Although this article is an excellent one that highlights the challenges of care for people with concurrent developmental disability and mental health disorders, there is an error in the article with respect to inpatient services for such patients in British Columbia.
The article describes the decision by Riverview not to admit clients with an IQ less than 70, which is further described as “the only facility that accepts violent psychiatric patients who cannot be managed in other hospital settings,” and thus concludes that “there is no acute mental health crisis resource for people with DD outside the usual emergency and inpatient psychiatric units.”
Although this may be true for Vancouver and the Fraser Valley, it is not true for the interior of the province. Hillside Centre in Kamloops has been providing the acute tertiary services previously provided by Riverview for the Interior Health Authority (IHA) for over 2 years, and for the Northern Health Authority (NHA) for the past year.
We do not exclude people from admission on the basis of IQ and do admit clients with DD when they require inpatient services that cannot be provided by local secondary services.

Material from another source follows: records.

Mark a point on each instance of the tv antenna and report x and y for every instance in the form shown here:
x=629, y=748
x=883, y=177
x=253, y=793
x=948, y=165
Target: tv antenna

The small number of beds we have available to provide acute tertiary resources for both IHA and NHA (a total of 22 beds for a catchment area of about 1 million people) means that we cannot designate beds for any subpopulation, making beds available instead based on individual client need.
We are nonetheless able to provide expert psychiatric, psychological, behavioral, and nursing care to patients with DD and concurrent mental disorders with quite complex presentations.
Funding issues are indeed important when working with populations such as these, but in many instances people with DD cannot access services even at the secondary level because of a growing tendency by psychiatrists to refuse to see people whose problems are defined as behavioral rather than psychiatric, with the latter used increasingly to mean people with schizophrenia or mood and anxiety disorders exclusively.
This in turn arises from a failure to separate volitional behavior from behavior that is driven by various factors over which an individual has little or no control, including such things as developmental disability and brain injury. Sometimes willingness by clinicians to see people who need help, without getting into debates of whether something is psychiatric or not, may be more important, especially in the short term while larger turf issues are resolved.